Osterwaffenruhe von Selenskyj vorgeschlagen: Kreml reagiert skeptisch.
Was zur Osterwaffenruhe bekannt ist
Nach Angaben von TSN.ua: Der ukrainische Präsident Wolodymyr Selenskyj hat eine Waffenruhe für die Osterfeiertage im Jahr 2026 ins Spiel gebracht. Dies geschah vor dem Hintergrund des anhaltenden Konflikts mit Russland. Die Reaktion aus dem russischen Außenministerium ließ nicht lange auf sich warten: Die offizielle Sprecherin der Behörde, Maria Sacharowa, zweifelte öffentlich an der Aufrichtigkeit dieses Vorstoßes.

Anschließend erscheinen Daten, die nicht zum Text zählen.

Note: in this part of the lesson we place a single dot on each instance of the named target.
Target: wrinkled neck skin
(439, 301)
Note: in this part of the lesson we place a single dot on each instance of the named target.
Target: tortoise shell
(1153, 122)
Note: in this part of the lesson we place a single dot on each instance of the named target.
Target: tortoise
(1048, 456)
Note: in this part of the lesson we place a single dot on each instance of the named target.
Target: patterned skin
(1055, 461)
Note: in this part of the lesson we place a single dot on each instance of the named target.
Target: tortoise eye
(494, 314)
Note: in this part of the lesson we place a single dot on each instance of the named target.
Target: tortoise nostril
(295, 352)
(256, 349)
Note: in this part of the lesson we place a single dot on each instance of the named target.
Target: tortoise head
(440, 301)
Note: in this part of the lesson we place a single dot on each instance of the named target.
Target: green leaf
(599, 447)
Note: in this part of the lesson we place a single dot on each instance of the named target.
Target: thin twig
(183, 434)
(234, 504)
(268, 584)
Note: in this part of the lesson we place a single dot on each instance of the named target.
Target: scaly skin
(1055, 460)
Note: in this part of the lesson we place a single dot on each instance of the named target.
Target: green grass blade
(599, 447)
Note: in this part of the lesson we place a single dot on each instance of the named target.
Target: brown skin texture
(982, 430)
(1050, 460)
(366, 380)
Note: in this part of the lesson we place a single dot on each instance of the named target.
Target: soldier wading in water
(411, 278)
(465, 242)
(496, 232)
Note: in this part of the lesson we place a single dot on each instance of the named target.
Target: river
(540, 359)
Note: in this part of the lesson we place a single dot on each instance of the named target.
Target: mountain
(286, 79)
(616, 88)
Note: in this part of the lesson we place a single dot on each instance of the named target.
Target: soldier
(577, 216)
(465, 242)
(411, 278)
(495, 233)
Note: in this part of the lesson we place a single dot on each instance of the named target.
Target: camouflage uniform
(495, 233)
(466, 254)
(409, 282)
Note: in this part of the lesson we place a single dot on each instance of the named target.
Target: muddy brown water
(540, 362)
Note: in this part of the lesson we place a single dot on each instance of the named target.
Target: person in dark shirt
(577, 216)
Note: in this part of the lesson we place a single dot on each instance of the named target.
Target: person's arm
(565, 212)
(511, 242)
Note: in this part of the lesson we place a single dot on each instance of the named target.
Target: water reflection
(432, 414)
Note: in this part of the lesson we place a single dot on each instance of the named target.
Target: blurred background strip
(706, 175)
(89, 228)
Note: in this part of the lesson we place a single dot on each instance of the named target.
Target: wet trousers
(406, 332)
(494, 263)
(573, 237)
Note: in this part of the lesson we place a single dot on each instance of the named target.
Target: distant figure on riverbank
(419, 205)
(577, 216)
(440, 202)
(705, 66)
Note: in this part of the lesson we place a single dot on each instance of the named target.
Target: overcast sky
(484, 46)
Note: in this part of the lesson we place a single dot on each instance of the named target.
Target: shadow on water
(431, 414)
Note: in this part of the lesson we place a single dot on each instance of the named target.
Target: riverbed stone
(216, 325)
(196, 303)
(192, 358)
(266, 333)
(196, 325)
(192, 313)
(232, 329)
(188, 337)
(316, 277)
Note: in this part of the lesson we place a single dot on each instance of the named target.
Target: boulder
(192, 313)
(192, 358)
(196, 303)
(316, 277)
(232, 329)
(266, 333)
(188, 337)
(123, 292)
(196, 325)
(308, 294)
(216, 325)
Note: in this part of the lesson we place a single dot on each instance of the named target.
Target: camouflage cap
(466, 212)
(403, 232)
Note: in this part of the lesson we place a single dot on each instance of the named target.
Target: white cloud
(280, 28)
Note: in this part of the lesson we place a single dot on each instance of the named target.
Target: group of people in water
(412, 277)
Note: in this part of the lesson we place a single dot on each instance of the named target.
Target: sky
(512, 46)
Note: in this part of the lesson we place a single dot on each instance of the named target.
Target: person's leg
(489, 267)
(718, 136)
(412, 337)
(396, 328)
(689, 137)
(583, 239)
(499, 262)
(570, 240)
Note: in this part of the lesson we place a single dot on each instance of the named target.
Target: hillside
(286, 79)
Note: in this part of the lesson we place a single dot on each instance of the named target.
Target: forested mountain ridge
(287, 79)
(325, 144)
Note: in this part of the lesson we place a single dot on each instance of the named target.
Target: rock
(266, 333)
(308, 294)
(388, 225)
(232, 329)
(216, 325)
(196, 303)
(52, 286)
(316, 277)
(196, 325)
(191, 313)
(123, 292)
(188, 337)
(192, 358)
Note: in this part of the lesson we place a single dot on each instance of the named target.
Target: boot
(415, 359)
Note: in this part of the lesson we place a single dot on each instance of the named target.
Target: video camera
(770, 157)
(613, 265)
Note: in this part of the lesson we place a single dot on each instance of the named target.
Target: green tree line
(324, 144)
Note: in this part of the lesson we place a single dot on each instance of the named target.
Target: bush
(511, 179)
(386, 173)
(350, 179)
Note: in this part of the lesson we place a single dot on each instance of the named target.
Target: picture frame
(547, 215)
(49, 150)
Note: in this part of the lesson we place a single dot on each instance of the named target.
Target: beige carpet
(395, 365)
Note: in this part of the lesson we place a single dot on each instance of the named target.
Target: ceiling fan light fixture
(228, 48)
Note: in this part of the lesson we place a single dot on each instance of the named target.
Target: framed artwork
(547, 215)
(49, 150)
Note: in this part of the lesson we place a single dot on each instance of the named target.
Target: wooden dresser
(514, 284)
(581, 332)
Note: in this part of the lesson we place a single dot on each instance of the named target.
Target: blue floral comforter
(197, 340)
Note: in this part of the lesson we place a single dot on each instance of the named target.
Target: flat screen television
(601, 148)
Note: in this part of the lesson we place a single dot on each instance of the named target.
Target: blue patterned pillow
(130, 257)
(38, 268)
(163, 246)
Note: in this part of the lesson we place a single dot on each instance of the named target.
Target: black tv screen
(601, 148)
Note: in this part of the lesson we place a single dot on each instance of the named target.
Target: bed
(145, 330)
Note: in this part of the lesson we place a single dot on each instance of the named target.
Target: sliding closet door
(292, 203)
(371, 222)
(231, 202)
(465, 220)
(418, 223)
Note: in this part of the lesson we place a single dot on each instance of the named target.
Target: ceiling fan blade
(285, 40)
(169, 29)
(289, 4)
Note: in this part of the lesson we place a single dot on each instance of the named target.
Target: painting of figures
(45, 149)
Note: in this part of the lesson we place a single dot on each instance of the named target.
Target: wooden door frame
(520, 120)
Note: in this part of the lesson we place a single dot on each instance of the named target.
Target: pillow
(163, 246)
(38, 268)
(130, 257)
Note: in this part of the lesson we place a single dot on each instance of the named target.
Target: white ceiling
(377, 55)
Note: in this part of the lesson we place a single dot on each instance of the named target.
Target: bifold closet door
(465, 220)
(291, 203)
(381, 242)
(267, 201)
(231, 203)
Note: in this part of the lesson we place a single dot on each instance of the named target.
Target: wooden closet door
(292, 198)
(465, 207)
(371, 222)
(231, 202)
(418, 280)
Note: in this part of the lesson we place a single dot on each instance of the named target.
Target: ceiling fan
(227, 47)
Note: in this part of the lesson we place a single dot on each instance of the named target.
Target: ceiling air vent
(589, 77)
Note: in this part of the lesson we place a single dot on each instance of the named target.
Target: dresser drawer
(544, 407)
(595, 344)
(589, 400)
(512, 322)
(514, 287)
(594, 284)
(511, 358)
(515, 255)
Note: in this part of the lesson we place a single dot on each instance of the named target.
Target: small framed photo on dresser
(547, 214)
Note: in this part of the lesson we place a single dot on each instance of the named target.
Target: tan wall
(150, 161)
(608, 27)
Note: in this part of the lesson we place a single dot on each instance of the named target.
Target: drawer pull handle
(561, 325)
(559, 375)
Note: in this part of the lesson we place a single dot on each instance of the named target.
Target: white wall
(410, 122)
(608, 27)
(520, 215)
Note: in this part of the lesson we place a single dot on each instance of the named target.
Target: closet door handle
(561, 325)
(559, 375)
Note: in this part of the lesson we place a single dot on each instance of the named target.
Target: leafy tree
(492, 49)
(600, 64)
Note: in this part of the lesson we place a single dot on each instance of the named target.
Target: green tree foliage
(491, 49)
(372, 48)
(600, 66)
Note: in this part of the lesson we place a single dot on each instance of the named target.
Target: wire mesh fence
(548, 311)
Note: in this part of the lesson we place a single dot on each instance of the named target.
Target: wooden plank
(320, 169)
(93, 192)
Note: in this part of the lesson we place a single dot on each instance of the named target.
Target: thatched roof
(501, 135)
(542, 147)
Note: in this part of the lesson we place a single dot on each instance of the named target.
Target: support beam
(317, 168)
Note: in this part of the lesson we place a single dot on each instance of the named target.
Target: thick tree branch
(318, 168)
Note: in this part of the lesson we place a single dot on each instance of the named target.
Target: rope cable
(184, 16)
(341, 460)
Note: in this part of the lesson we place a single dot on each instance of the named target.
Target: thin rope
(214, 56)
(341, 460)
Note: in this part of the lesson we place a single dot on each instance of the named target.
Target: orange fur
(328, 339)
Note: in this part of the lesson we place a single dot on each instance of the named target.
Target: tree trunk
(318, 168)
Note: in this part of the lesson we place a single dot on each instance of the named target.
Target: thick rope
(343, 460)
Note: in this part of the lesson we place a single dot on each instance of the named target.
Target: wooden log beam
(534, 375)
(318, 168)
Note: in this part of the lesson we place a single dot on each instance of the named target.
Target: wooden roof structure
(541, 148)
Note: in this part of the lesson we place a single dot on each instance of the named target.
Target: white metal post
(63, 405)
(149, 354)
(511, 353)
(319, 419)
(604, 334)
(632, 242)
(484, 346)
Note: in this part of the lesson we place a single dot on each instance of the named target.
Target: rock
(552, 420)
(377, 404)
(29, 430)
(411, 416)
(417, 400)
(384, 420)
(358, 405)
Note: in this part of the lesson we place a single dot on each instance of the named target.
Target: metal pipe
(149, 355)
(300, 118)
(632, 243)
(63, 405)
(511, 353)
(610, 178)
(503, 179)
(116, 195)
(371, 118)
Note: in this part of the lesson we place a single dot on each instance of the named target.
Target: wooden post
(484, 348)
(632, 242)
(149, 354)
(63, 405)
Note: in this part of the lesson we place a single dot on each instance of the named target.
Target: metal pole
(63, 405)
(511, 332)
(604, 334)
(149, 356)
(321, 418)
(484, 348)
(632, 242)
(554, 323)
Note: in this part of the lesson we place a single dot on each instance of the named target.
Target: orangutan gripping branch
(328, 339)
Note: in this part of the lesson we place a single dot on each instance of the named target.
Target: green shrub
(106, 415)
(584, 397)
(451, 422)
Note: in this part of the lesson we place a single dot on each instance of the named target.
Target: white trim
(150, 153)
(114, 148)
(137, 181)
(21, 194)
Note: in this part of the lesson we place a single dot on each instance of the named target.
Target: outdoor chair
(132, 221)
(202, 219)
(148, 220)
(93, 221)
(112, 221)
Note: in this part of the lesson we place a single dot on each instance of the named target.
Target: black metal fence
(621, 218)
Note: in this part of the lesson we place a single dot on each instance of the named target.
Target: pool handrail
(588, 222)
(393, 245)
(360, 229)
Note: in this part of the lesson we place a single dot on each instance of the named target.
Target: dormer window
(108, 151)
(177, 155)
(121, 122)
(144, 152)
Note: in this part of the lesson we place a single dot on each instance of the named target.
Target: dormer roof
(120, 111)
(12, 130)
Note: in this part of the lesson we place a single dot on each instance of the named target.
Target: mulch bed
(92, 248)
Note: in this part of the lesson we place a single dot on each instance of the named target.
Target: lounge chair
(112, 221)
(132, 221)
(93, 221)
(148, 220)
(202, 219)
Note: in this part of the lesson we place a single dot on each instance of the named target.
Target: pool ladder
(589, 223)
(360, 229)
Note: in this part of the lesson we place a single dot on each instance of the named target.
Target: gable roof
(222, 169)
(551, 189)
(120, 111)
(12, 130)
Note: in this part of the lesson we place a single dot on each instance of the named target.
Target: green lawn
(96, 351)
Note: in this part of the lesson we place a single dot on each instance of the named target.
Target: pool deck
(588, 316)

Sie argumentierte, dass Selenskyj mit dem Vorschlag lediglich Zeit gewinnen wolle, um Verluste der ukrainischen Streitkräfte auszugleichen und sich auf weitere Kampfhandlungen vorzubereiten.
Laut Sacharowa
„braucht Selenskyj die Äußerungen zur Osterwaffenruhe, um die Verluste der ukrainischen Streitkräfte auszugleichen und sich auf weitere Kampfhandlungen vorzubereiten.“Sie betonte, dass der Kreml keine klar formulierte Initiative des ukrainischen Präsidenten erkennen könne. Zudem bestätigte Selenskyj, dass Russland keinerlei Signale sende, die auf eine Bereitschaft zur Einstellung der Angriffe hindeuten würden – dies werfe zusätzliche Fragen zur Umsetzbarkeit der vorgeschlagenen Waffenruhe auf.
Die Positionen beider Seiten bleiben damit unversöhnlich, und die Lage rund um den Vorschlag für eine Osterwaffenruhe ist weiterhin angespannt. Diese Entwicklung verdeutlicht, wie schwierig diplomatische Bemühungen inmitten des Krieges zwischen der Ukraine und Russland sind. Während Selenskyj nach Wegen sucht, die Spannungen zu reduzieren, zeigt die Reaktion aus Moskau, dass dort keine Kompromissbereitschaft besteht. Die weiteren Ereignisse könnten den Verlauf des Konflikts und die Beziehungen zwischen den Ländern maßgeblich beeinflussen, zumal Friedensinitiativen auf beiden Seiten oft auf Misstrauen stoßen.